MLS confident new CBA will be done in time for March 6 season start
Major League Soccer's current collective bargaining agreement expires on Jan. 31 and the new season starts on March 6, but MLS deputy commissioner Mark Abbott said he's confident the new CBA will get done in time.
MLS and the MLS Players Union officials last met just prior to the Christmas holiday. The next meeting is scheduled to take place on or around Jan. 20.
"There will be enough meeting time to get a CBA done," Abbott said. "It's just a question of agreeing on the principal issues."
The dates for the meetings were hashed out back in October, and will increase in frequency as the start of the season approaches.
The MLSPU has staked out its two primary aims, those being increased compensation for players, and free agency. According to MLSPU executive board member Todd Dunivant, both issues came up for discussion in December, which marked the first opportunity for MLS to respond to the union's initial CBA proposal.
The meeting was attended by the MLSPU leadership as well as player representatives Dunivant of the L.A. Galaxy, Jack Jewsbury of the Portland Timbers, Andrew Jacobson of New York City FC, and Jacob Peterson of Sporting Kansas City. MLS was represented by Abbott, executive vice president for player relations and competition Todd Durbin, and others.
MLSPU executive director Bob Foose indicated that MLS has formally responded to about 75 percent of the issues contained in the union's initial proposal, but free agency was not among them. The negotiation is just beginning, although Dunivant noted some minor differences from the last time a CBA was hashed out five years ago.
"I'd say the tone between the two sides is better than last time," said Dunivant. "I think there's mutual respect from both sides. Both sides want to get to the same place; they want this league to get to the same place.
"There's not a lot of things checked off the list yet, there's still a lot of work to be done on both sides."
In terms of the salary issue, the MLSPU's primary aim is to raise salaries for those at the lower and middle areas of the pay scale. When the first round of 2014 salary figures was released by the MLSPU last April, the average salary was $207,831, but the median was $91,827.
Dunivant contends that a broad-based increase will also enable MLS clubs to compete with their Liga MX counterparts more consistently in international club competitions. According to the Mexican edition of Forbes, the average salary of a Liga MX player is nearly double that of MLS ($418,439 vs. $214,154).
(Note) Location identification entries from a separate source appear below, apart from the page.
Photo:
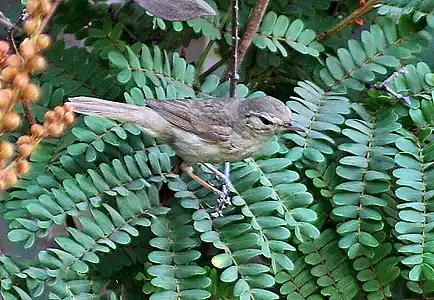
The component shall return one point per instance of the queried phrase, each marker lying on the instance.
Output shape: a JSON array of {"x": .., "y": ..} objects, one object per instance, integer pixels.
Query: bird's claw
[{"x": 224, "y": 198}]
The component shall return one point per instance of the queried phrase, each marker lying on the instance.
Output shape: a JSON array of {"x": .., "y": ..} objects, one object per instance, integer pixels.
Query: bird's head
[{"x": 268, "y": 115}]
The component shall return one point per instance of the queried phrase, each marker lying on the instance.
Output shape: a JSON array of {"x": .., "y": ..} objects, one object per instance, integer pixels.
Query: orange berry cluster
[
  {"x": 55, "y": 121},
  {"x": 15, "y": 87}
]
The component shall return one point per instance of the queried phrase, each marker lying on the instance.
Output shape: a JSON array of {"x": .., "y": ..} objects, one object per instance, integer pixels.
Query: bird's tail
[{"x": 108, "y": 109}]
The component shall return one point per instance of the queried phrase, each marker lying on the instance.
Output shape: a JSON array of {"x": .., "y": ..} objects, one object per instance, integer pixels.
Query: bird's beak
[{"x": 295, "y": 126}]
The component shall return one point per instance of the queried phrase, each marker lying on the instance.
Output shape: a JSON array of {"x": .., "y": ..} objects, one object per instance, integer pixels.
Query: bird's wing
[{"x": 197, "y": 116}]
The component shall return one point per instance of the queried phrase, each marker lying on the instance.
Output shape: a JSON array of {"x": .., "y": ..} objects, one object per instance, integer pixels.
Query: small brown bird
[{"x": 210, "y": 130}]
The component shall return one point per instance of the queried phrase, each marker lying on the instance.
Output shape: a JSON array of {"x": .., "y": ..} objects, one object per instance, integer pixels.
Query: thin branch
[
  {"x": 6, "y": 21},
  {"x": 233, "y": 76},
  {"x": 29, "y": 114},
  {"x": 384, "y": 86},
  {"x": 251, "y": 29},
  {"x": 211, "y": 69},
  {"x": 358, "y": 13},
  {"x": 49, "y": 15}
]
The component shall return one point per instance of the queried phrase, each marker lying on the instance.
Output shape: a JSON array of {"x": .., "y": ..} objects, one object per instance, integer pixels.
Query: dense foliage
[{"x": 342, "y": 212}]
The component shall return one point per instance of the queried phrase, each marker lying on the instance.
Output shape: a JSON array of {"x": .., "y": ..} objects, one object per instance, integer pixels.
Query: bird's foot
[{"x": 224, "y": 198}]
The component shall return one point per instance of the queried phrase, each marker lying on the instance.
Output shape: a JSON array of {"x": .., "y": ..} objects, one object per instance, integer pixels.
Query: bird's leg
[
  {"x": 224, "y": 200},
  {"x": 189, "y": 171}
]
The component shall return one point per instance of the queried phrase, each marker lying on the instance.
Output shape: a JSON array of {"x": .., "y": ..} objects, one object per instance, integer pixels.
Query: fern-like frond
[
  {"x": 331, "y": 266},
  {"x": 415, "y": 190},
  {"x": 320, "y": 113},
  {"x": 277, "y": 29},
  {"x": 381, "y": 47},
  {"x": 420, "y": 9},
  {"x": 365, "y": 168}
]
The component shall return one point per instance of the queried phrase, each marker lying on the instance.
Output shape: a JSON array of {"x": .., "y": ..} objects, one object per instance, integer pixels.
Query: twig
[
  {"x": 29, "y": 114},
  {"x": 212, "y": 68},
  {"x": 49, "y": 15},
  {"x": 6, "y": 21},
  {"x": 224, "y": 200},
  {"x": 251, "y": 29},
  {"x": 233, "y": 77},
  {"x": 358, "y": 13},
  {"x": 384, "y": 86}
]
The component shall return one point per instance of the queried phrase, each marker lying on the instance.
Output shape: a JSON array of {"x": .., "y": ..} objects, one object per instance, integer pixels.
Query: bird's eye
[{"x": 265, "y": 120}]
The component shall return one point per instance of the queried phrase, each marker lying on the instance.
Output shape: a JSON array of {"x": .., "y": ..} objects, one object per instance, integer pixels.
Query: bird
[{"x": 204, "y": 130}]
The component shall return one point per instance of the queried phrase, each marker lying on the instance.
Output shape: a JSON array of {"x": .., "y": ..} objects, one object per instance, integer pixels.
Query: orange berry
[
  {"x": 10, "y": 179},
  {"x": 44, "y": 7},
  {"x": 14, "y": 61},
  {"x": 43, "y": 41},
  {"x": 23, "y": 167},
  {"x": 38, "y": 64},
  {"x": 5, "y": 97},
  {"x": 9, "y": 73},
  {"x": 67, "y": 107},
  {"x": 11, "y": 120},
  {"x": 24, "y": 139},
  {"x": 50, "y": 116},
  {"x": 6, "y": 150},
  {"x": 27, "y": 49},
  {"x": 69, "y": 117},
  {"x": 30, "y": 92},
  {"x": 37, "y": 130},
  {"x": 60, "y": 111},
  {"x": 55, "y": 129},
  {"x": 32, "y": 6},
  {"x": 4, "y": 46},
  {"x": 31, "y": 26},
  {"x": 21, "y": 80},
  {"x": 25, "y": 150}
]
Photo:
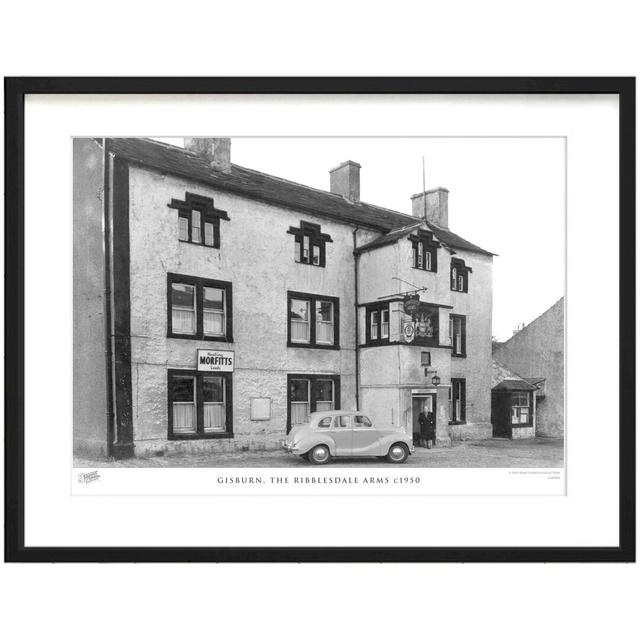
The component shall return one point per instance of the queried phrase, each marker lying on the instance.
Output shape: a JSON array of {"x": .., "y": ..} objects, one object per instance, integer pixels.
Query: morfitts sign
[{"x": 215, "y": 360}]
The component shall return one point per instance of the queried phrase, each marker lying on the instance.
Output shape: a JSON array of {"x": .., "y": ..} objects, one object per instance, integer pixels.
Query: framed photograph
[{"x": 320, "y": 319}]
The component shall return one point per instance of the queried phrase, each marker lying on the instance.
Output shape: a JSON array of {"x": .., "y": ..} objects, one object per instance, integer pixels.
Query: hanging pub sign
[
  {"x": 424, "y": 325},
  {"x": 408, "y": 331},
  {"x": 209, "y": 360},
  {"x": 411, "y": 304}
]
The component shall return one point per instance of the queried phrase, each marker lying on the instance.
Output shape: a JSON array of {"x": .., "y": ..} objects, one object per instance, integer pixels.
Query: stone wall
[
  {"x": 89, "y": 366},
  {"x": 537, "y": 351},
  {"x": 257, "y": 256},
  {"x": 389, "y": 372}
]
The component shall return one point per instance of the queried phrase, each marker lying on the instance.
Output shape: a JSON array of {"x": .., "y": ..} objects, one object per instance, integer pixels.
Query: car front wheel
[
  {"x": 319, "y": 454},
  {"x": 398, "y": 453}
]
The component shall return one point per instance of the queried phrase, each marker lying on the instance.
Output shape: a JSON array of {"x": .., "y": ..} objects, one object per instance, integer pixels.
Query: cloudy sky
[{"x": 506, "y": 195}]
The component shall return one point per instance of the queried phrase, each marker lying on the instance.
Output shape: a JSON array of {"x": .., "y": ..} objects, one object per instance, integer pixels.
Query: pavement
[{"x": 494, "y": 453}]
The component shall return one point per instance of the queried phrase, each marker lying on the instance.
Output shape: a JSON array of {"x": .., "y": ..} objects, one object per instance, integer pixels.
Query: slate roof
[
  {"x": 271, "y": 189},
  {"x": 503, "y": 379}
]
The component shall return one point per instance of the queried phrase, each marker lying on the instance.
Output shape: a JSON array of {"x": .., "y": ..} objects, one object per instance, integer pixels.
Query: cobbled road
[{"x": 496, "y": 453}]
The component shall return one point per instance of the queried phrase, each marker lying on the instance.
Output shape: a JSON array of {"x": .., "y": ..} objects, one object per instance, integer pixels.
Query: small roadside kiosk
[{"x": 513, "y": 404}]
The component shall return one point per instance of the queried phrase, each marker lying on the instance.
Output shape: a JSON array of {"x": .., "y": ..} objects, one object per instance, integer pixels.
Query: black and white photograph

"You look at [Liga MX] salaries versus ours, it's not even close, yet we're expected to go out and compete with those guys and win the CONCACAF Champions League," he said. "Our national team has proven that they're right on par, if not better, than Mexico. Now it's time for our clubs to do that. In order to do that, you have to be realistic and you have to know that you're competing on completely different playing fields when their salary cap is two or three times higher than ours."
MLS commissioner Don Garber highlighted last month how MLS is losing in excess of $100 million a year. Foose indicated that he understands the union "needs to be responsible" in terms of what it asks for and that any increase needs to be tied to an increase in revenue.
The salary issue is one where there can be considerable give and take however, and it seems likely some sort of middle ground will ultimately be reached. It is free agency that will ultimately determine whether there is a work stoppage or not.
At present both sides are sticking to their respective starting positions on the issue of player movement. Abbott contends the league needs cost certainty, a curious statement when one considers that the salary cap -- as flexible as it is sometimes with the shenanigans occasionally surrounding Designated Players -- would appear to do plenty to keep costs under control.
But Abbott also said that the advent of free agency would create a domino effect. Intra-league bidding over players would undermine the way in which MLS competes for players on the international market.
Abbott said that control should rest with the league.
"Our ability to best effectively compete in the international market -- and this was the whole foundation of the league -- is when the league functions as a single voice in that international market," said Abbott. "If the league itself is trying to decide how do we best compete against all of these international clubs, it would be more effective if the league is making those decisions, as opposed to our clubs competing with one another."
Generally speaking, the version of free agency being floated by the union is one whereby players who have played a certain number of games in MLS, or been in the league for a certain number of years would be able to choose the team they play for once their contract expires. The plan is to provide incentive to those players to remain in the league rather than head abroad.
"MLS is built on those players who have earned their way through the league," said Dunivant. "Free agency takes the onus off paying players who are not proven and who are not a sure commodity in this league. That's the system now, to squeeze the player that has done well in the league so that you can go and spend that money on new resources on say 10 players and hope three work out. We don't think that's a good model going forward."
Abbott disagreed, and insisted that the current single entity model has provided stability and growth as the league prepares to enter its 20th season.
"Think about all the investments that we've needed to make; in stadiums, infrastructure, players, player development," he said. ""Look at player development alone. We went from zero invested in player development a few years ago to over $30 million a year now. It's our structure, the stability it's allowed us to make those investments."
The extent of the modifications to that structure will take shape in the coming weeks.